The ambiguity of this situation translates to the script, but this for me only made his character less developed. I did not know the kind of man he was, and this neither bored nor interested me, it just made him seem irrelevant to the plot.
However, this instead allowed for a greater insight into Henry and Martha’s relationship, and further solidifies Henry’s role as “lover, nurse and playmate”.
Placing him as a ‘hot shot’ broker in Hong Kong leant itself to many negative stereotypes, including the additions of racial slurs that Martha was able to use against his wife. This to me seems inappropriate, especially when this behaviour was not met by any defence.
As stated by the Guardian “I wasn’t sure whether Stenham was attacking the destruction of the nuclear family or a class system that turns women like Martha into victims”. I would argue that the system hasn’t just failed Martha, it has failed her children.
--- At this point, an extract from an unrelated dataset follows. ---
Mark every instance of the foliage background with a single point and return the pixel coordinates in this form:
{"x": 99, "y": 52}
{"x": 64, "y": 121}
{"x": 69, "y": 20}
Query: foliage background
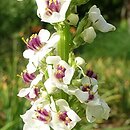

It allowed their Father to move across continents and pay pennies towards their education. It allowed Henry to drop out of school in order to take care of his mother, without any extra help or support. It allowed Mia to bring drugs into school (a high fee-paying boarding school no less!) and buy her way out of the consequences.
In spite of this, That Face is a gut-wrecking story surround the complexity of a family broken apart by manipulation and abuse. It shows us the unfair class systems that leave families in ruin, and the lengths a son will go to save his mother from becoming a victim.